Premiere im GOP Bonn Der Haifisch lässt die „Sailors“ grüßen

Bonn · Das GOP entführt „Sehleute“ in der neuen Show „Sailors“ in eine raue Hafenbar der 1920er Jahre. Das ist trotz aller Verruchtheit jugendfrei. Und ziemlich temporeich.

Rasant und gerne auch mal rau geht es zu, wenn die „Sailors“ so richtig loslegen.

Rasant und gerne auch mal rau geht es zu, wenn die „Sailors“ so richtig loslegen.

Foto: Meike Böschemeyer

Der letzte Abend an Land kann schon mal etwas deftiger ausfallen. Fernweh und Heimweh reichen sich die Hände, bevor die nächste Heuer Seeleute an Bord ruft. Träume und Illusionen gehen im Alkohol baden. Die Liebe fordert ihren Tribut und der billige Fusel auch. Die Welt schwankt wie ein Hochseeschoner und das Leuchtfeuer weist auch keinen Weg mehr durch den Küstennebel.

Die wilden Geschichten aus den einschlägigen Hafenbars zwischen Hamburg und Haiti sind Legende.

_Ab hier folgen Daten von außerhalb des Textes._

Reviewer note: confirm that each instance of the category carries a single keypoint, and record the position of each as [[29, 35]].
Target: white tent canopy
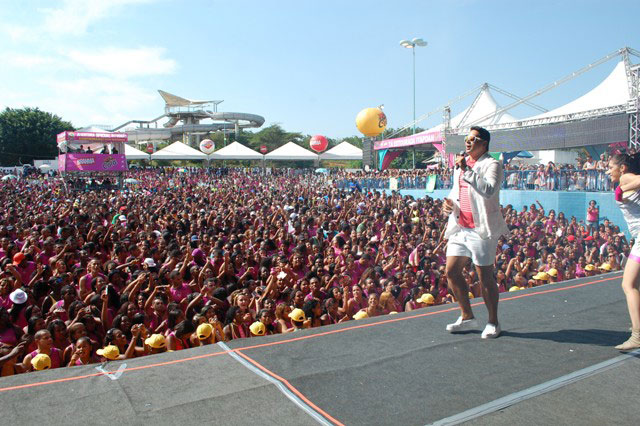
[[486, 106], [613, 91], [342, 151], [291, 151], [134, 154], [236, 151], [178, 151]]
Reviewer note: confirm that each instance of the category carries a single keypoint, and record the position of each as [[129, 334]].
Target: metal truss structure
[[632, 108]]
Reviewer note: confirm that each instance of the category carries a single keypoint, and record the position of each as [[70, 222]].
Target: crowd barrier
[[559, 180]]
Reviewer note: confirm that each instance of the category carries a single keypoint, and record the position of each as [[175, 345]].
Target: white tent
[[236, 151], [486, 106], [178, 151], [134, 154], [291, 151], [342, 151], [613, 91]]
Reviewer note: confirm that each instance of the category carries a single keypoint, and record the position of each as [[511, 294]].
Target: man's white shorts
[[468, 243]]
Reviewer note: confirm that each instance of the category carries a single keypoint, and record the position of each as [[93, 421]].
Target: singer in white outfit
[[475, 224]]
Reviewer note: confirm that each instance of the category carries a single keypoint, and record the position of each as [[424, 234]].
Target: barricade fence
[[530, 180]]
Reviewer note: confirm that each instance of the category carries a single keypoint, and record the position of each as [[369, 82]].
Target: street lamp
[[416, 42]]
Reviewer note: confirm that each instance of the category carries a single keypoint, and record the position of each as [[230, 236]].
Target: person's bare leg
[[490, 292], [630, 288], [458, 285]]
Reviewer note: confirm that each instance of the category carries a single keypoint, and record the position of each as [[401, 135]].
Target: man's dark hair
[[482, 133]]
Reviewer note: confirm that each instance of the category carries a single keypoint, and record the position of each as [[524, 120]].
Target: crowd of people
[[191, 257], [585, 174]]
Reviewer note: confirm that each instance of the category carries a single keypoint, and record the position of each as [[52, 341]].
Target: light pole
[[416, 42]]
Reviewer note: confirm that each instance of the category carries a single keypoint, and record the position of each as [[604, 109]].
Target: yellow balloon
[[371, 122]]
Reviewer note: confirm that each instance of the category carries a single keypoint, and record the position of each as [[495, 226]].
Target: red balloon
[[318, 143]]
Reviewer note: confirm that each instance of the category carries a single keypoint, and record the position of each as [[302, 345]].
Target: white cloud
[[124, 62], [100, 100], [75, 16], [24, 60], [71, 18]]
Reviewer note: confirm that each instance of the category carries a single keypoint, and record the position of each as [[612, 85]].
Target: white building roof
[[134, 154], [178, 151], [236, 151], [342, 151], [291, 151]]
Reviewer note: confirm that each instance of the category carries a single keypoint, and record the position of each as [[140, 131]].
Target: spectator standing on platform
[[593, 216], [625, 169], [475, 225]]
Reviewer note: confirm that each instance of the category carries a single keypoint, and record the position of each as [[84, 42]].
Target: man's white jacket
[[484, 179]]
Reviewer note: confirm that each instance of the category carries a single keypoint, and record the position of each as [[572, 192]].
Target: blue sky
[[308, 65]]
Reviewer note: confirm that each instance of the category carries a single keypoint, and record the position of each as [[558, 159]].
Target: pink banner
[[106, 137], [92, 163], [418, 139]]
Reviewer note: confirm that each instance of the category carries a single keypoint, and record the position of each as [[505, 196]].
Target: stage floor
[[554, 364]]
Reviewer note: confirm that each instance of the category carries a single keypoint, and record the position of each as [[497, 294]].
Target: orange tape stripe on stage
[[326, 333], [290, 386]]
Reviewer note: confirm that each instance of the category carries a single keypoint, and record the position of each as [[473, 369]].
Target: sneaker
[[491, 331], [462, 325], [632, 343]]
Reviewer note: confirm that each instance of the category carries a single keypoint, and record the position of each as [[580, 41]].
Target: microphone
[[461, 153]]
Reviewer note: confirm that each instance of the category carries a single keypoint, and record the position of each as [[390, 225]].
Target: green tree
[[28, 134]]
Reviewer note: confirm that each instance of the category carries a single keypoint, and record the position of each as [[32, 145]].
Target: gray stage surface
[[552, 365]]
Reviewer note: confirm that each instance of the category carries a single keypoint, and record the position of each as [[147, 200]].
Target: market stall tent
[[291, 151], [178, 151], [342, 151], [236, 151], [134, 154]]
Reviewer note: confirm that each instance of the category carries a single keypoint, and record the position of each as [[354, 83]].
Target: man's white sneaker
[[491, 331], [462, 325]]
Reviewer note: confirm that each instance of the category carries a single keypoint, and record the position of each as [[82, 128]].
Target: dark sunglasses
[[472, 138]]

Kaum einer hat sie derart filigran zu Papier gebracht wie Joachim Ringelnatz (1883 bis 1934) mit seiner Kunstfigur Kuttel Daddeldu. In der neuesten Showproduktion „Sailors“ des Bonner GOP-Varietés führt der Bremer Conférencier Dirk Langer alias Nagelritz den alten Ringelnatz stets auf den Lippen. „Wenn uns der Haifisch beim Wickel kriegt – das müsste mal einer malen!“, zitiert er bei der Premiere am Freitagabend im Matrosenoutfit mit der Quetschkommode auf dem Schoß aus Ringelnatz‘ „Semannsgedanken übers Ersaufen“.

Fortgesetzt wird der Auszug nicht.